Conservatives have to be delighted by the administration Donald Trump is building. There is, as one would expect, a showman’s flair to the exercise. But what do I care about Trump’s meeting with Al Gore to shoot the warming breeze if two days later he gives me Scott Pruitt to make actual environmental policy — or, better, to gut EPA’s oppressive, unconstitutional policy?
And after eight years of “workplace violence” and “man-caused disasters” in which the administration’s knee-jerk response to jihadist terror was to suppress mention of jihadist terror while anguishing over phantom “blowback” against Muslims, I’ll take a president — okay, a president-elect — who prefers to console the Ohio State victims and celebrate the heroism of the cop who took out the jihadist.
This is good. I don’t like everything Trump has done so far, but I like an awful lot of it. And saying so is only fair.
I was never in the immovably #NeverTrump camp, but I’ve been a critic. Despite my reservations, I tried to help the campaign craft national-security and immigration policies. (I am, for example, the principal author of the immigration memo Josh Rogin reported on in the Washington Post this week). I voted for Trump because, unlike some colleagues whose opinions carry a lot of weight with me, I was never persuaded against the reality that the election was a binary choice between him and Hillary Clinton. Since I was immovably #NeverHillary, the choice was easier than I thought it would be once I closed the voting-booth curtain.

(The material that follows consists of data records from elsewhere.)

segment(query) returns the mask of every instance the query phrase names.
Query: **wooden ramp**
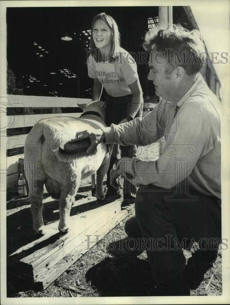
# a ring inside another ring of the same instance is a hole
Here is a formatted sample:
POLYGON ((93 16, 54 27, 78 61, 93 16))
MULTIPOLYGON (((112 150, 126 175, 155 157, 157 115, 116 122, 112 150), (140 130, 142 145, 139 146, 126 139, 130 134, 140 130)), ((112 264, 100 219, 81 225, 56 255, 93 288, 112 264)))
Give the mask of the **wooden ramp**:
POLYGON ((128 215, 121 210, 120 201, 98 204, 93 197, 82 198, 74 203, 70 229, 62 236, 58 201, 50 199, 44 203, 47 233, 40 238, 33 231, 30 208, 7 217, 8 272, 38 290, 45 289, 128 215))

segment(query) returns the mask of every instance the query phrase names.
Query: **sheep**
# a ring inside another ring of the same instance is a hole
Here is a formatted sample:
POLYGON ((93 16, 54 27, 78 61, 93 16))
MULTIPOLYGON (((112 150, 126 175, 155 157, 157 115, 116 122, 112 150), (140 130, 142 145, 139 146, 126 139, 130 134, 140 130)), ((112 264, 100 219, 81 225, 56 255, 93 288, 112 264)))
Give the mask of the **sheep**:
POLYGON ((77 131, 95 130, 105 126, 105 102, 94 101, 86 104, 82 117, 53 117, 42 119, 33 126, 27 137, 24 149, 25 173, 29 187, 33 228, 36 233, 46 233, 42 216, 44 184, 49 194, 59 199, 58 229, 63 233, 69 229, 72 203, 81 179, 97 172, 95 196, 105 198, 102 183, 109 164, 110 156, 106 144, 100 143, 91 153, 85 152, 66 156, 62 154, 60 143, 74 138, 77 131), (96 112, 100 116, 92 114, 96 112))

All that said, though, I did repeatedly argue that Trump’s history was that of a New York limousine-liberal spouting all the hidebound pieties while digging into his wallet for Clinton, Chuck Schumer, Andrew Cuomo, Harry Reid, and the rest of the gang. I was hopeful, more because of the advisers he’d surrounded himself with than because of his campaign rhetoric, that Trump would be marginally better than Clinton — a low bar he could surmount with just one good Supreme Court pick (and had arguably surmounted even before Election Day by picking Mike Pence as his running mate). But I stressed that, if he won, we’d have to be skeptical that he’d govern much differently than Hillary would have until he proved otherwise, given his gushing admiration for the Clintons over the years.
Well, if there had been a second Clinton administration, do you think we’d have gotten Pruitt? How about Jeff Sessions at Justice, or General James Mattis at Defense? Or Trump’s promised upgrade in immigration enforcement to be carried out by General John Kelly, the clear-eyed So-Com commander who has warned about radical Islam’s inroads in Central and South America (and a Gold Star dad whose son laid down his life in Afghanistan, fighting our jihadist enemies)? Do you figure Hillary would have tapped teachers-union scourge Betsy DeVos for the Education Department? Or a staunch Obamacare critic such as congressman (and doctor) Tom Price to run HHS?